What is Airflow?
Airflow is a platform to programmatically author, schedule and monitor your workflows and pipelines.
What are the benefits for using Airflow?
Programmatically author workflow
In Airflow, you can define your workflow programmatically with Python
scripts and that would put you in a very good position by leveraging all the convenience and sweet that Python provide.
This is a huge improvement if you experienced with Oozie
or other GUI-typed (or even without a GUI) scheduling tools. Code-based solution is always easily to modify, deploy and maintain comparing with GUI typed works.
Schedule workflow
If you are familiar with the concept of cron
and crontab
context in Linux, you will find it is quite easy to use crontab
syntax to schedule your workflow.
Monitor workflow
Airflow provide a nice web dashboard for presenting all the current and historic workflows status, monitoring and tuning workflow performance, and more.

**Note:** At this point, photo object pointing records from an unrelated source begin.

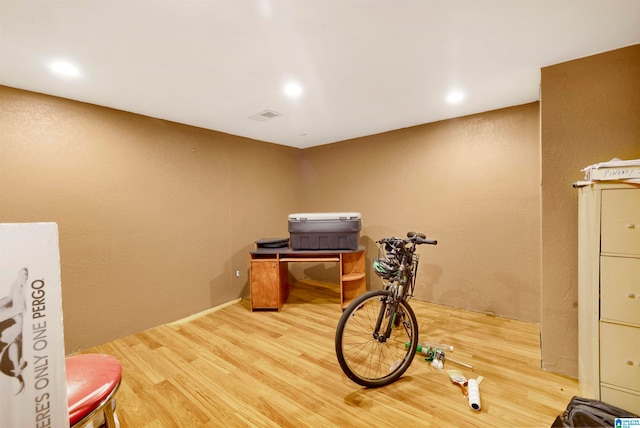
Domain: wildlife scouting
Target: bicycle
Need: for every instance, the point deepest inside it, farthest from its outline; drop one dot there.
(377, 335)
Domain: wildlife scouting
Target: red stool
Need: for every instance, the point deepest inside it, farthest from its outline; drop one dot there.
(92, 381)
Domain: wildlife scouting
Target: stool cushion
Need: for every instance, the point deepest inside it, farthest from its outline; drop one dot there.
(91, 378)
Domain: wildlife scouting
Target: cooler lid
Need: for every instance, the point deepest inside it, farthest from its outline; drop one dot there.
(324, 216)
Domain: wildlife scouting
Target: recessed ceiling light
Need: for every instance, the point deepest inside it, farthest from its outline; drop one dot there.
(64, 69)
(293, 89)
(454, 97)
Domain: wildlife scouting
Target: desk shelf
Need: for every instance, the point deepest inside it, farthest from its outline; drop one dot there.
(269, 274)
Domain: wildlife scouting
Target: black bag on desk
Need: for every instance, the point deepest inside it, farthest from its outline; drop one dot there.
(584, 412)
(272, 243)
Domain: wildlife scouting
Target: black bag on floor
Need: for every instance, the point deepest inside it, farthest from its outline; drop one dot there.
(584, 412)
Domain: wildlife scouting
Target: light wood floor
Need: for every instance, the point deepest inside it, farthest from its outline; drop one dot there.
(234, 367)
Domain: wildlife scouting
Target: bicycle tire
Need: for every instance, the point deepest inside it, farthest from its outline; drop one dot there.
(363, 358)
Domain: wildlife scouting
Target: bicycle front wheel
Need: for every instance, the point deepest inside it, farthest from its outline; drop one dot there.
(368, 357)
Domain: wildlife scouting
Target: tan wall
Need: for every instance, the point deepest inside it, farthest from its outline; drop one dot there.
(471, 183)
(154, 217)
(590, 113)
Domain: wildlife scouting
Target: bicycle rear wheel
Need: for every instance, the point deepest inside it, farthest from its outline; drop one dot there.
(367, 359)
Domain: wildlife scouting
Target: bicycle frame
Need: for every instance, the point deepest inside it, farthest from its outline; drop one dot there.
(402, 291)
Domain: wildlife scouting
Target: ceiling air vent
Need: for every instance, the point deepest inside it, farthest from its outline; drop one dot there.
(265, 115)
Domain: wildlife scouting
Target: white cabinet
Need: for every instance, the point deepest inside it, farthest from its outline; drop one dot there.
(609, 294)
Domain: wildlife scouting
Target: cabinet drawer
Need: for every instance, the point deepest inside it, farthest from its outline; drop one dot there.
(626, 400)
(620, 289)
(620, 355)
(620, 229)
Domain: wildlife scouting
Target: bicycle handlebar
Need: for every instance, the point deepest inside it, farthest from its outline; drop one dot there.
(418, 238)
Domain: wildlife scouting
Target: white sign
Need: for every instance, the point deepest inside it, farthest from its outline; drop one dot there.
(32, 373)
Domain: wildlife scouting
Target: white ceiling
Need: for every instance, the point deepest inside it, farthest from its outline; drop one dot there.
(366, 66)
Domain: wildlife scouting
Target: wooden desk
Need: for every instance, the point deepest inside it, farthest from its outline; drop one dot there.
(270, 272)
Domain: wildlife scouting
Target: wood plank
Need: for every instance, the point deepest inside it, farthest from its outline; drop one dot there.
(237, 368)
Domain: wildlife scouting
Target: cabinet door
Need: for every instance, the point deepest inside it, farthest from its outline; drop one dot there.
(621, 221)
(620, 355)
(265, 284)
(620, 289)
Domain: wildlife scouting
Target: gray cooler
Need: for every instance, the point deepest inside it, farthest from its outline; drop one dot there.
(324, 231)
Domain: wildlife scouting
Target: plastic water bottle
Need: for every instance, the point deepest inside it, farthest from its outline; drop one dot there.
(474, 394)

You can get some extra bonus except the aforementioned features, e.g.
- distribute workflow tasks across worker nodes
- performance analysis diagram
Terminology
DAG
DAG is short for Directed Acyclic Graph. You can think a DAG is a collection of tasks that you want to run, and it organise in a way that reflects their relationships and dependencies.
Operator
An Operator is a class that acts as a template for carrying out some work. It’s an abstraction and generalization for a specific type of works, e.g. the PythonOperator
is to execute a Python script.
Task
A task is a parameterized instance of an Operator object.
Scheduler
A scheduler monitors all DAGs and tasks, and triggers the task instances when their dependencies have been met.